2. [i] Callback Queue (Task Queue or Message Queue):

   • ✅ The callback queue holds callbacks of completed asynchronous tasks, such as timers, network requests, and user interactions.
   • [/] Things that go into the callback queue:
     • ➡️ setTimeout and setInterval: When the specified time for a timer (created using setTimeout or setInterval) elapses, the associated callback is placed in the callback queue.
     • ➡️ Network Requests: When an asynchronous network request (e.g., AJAX or fetch) is completed, its corresponding callback is enqueued in the callback queue.
     • ➡️ User Interaction Events: Events like button clicks, keyboard inputs, and other user interactions trigger their corresponding callback functions, which are placed in the callback queue.

3. [i] Event Queue (Task Queue):

   • ✅ The event queue stores events and their corresponding callback functions. It is used for handling various asynchronous events, including DOM events and other types of events.
   • [/] Things that go into the event queue:
     • ➡️ DOM Events: When an event (e.g., click, keypress) occurs on a DOM element, the event and its associated callback (event handler) are placed in the event queue.
     • ➡️ Asynchronous Tasks: Other asynchronous tasks, such as timers and scheduled tasks, are placed in the event queue with their respective callbacks.

In summary

• 🔥 Microtask Queue (Promise Queue): For high-priority tasks like Promise callbacks and Mutation Observer callbacks.
• 🔥 Callback Queue (Task Queue or Message Queue): For regular asynchronous tasks like timers, network requests, and user interaction events.
• 🔥 Event Queue (Task Queue): For various asynchronous events, including DOM events and other types of events.

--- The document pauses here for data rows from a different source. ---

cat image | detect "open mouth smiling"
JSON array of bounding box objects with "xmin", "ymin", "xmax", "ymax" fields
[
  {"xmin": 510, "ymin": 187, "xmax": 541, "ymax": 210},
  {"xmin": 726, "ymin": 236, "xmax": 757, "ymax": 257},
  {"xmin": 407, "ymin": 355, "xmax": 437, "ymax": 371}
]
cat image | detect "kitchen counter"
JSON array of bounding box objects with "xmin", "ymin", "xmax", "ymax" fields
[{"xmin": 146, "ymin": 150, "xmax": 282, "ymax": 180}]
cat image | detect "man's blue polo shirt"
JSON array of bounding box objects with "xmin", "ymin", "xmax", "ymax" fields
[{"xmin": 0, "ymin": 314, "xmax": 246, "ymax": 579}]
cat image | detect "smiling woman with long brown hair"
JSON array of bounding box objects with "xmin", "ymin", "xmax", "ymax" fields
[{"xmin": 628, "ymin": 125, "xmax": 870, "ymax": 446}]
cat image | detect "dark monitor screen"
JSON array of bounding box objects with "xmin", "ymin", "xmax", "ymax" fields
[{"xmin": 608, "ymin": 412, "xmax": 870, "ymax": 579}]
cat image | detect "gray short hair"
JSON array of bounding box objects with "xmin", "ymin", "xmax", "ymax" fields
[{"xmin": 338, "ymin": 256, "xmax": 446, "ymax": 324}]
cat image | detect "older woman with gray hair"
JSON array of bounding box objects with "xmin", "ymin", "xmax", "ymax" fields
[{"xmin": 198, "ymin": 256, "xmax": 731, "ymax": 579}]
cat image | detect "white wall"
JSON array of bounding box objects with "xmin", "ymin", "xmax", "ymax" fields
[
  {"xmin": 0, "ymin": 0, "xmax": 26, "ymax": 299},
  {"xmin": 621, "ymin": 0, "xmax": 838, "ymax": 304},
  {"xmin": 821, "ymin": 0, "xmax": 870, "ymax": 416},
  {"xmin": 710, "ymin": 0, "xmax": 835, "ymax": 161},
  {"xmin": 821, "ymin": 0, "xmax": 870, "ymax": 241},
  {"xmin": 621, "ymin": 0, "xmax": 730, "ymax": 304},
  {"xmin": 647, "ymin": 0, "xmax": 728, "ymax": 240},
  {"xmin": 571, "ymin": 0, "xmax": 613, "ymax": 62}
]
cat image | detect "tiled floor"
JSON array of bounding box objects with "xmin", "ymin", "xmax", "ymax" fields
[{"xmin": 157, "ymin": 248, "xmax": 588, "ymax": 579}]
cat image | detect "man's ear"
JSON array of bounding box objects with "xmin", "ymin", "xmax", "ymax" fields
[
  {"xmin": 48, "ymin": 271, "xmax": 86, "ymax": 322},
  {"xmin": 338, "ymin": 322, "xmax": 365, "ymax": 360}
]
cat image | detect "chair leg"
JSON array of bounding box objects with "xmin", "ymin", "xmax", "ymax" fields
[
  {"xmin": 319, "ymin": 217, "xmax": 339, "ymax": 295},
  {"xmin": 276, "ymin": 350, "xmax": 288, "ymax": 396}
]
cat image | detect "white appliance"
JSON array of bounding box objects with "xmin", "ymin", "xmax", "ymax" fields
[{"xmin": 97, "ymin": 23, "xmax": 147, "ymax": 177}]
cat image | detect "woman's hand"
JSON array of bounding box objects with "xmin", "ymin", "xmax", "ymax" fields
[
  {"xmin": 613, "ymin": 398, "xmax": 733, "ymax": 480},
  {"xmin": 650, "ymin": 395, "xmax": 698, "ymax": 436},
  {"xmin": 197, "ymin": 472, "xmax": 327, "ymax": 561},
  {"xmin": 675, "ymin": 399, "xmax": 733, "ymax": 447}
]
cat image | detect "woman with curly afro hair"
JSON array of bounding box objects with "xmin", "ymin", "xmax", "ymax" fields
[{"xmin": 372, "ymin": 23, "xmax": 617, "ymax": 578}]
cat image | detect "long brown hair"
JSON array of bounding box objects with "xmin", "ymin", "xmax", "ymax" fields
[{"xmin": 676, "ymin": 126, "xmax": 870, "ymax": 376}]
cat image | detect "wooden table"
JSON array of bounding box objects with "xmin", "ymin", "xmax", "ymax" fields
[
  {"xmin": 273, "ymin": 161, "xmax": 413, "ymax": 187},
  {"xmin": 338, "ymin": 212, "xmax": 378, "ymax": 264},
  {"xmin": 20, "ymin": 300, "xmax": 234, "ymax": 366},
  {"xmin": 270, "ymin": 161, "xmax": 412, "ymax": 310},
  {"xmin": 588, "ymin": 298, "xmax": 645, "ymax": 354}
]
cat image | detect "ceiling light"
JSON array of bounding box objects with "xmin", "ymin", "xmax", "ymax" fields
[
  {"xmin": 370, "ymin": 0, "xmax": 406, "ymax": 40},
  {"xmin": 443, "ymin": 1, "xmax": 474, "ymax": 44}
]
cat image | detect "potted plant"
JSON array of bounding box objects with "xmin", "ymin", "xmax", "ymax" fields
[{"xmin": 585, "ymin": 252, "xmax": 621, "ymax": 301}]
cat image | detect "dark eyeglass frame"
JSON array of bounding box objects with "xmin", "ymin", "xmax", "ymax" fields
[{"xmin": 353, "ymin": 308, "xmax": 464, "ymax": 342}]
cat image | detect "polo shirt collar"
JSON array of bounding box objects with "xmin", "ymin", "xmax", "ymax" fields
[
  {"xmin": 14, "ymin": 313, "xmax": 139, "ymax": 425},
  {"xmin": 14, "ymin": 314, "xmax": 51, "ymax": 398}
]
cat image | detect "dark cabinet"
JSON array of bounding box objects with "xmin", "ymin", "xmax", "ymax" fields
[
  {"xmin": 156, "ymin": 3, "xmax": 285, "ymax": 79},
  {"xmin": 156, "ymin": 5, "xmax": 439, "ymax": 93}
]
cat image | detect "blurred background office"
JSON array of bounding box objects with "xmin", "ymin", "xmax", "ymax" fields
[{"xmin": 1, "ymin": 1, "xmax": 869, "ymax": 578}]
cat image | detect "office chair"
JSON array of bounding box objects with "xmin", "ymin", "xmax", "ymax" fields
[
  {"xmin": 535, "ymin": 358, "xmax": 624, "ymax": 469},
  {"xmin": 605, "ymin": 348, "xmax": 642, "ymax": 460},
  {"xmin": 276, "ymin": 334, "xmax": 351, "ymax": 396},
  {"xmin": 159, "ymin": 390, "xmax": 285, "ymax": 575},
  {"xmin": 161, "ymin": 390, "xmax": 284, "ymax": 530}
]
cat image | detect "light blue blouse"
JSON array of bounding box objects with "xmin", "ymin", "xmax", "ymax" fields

What Really happens under the hood. §

We have all heard about JavaScript and Node.js being single-threaded, but what does it mean in practical terms?

It means that JavaScript can do one thing at a time. For example, we cannot simultaneously multiply and sum numbers. We usually do operations in sequence. We add and then multiply or vice versa. Modern computers are fast, and the result of two or more consecutive tasks seems to be computed simultaneously, but there are exceptions.

We all have tried to scrape data from that slow website or waited more than thirty seconds before getting the result of a database query. Do we want to block our single thread from executing more tasks because of a slow database query? Luckily, Node.js doesn’t stop from running other operations because of Libuv, a C++ library responsible for the event loop and asynchronously handling tasks such as network requests, DNS resolution, file system operations, data encryption, etc.

We have god our codes that we need to execute.

In our example, the line of code console.log('Starting Node.js') is added to the call stack and prints Starting Node.js to the console. By doing so, it reaches the end of the log function and is removed from the call stack.

The following line of code is a database query. These tasks are immediately popped off because they may take a long time. They are passed to Libuv, which asynchronously handles them in the background. At the same time, Node.js can keep running other code without blocking its single thread.

While Libuv handles the query in the background, our JavaScript is not blocked and can continue with console.log(”Before query result”).

When the query is done, its callback is pushed to the I/O Event Queue to be run shortly**.** The event loop connects the queue with the call stack. It checks if the latter is empty and moves the first queue item for execution.

The event loop, the delegation, and the asynchronous processing mechanism are Node.js's secret ingredients to process thousands of connections, read/write gigantic files, handling timers while working on other parts of our code.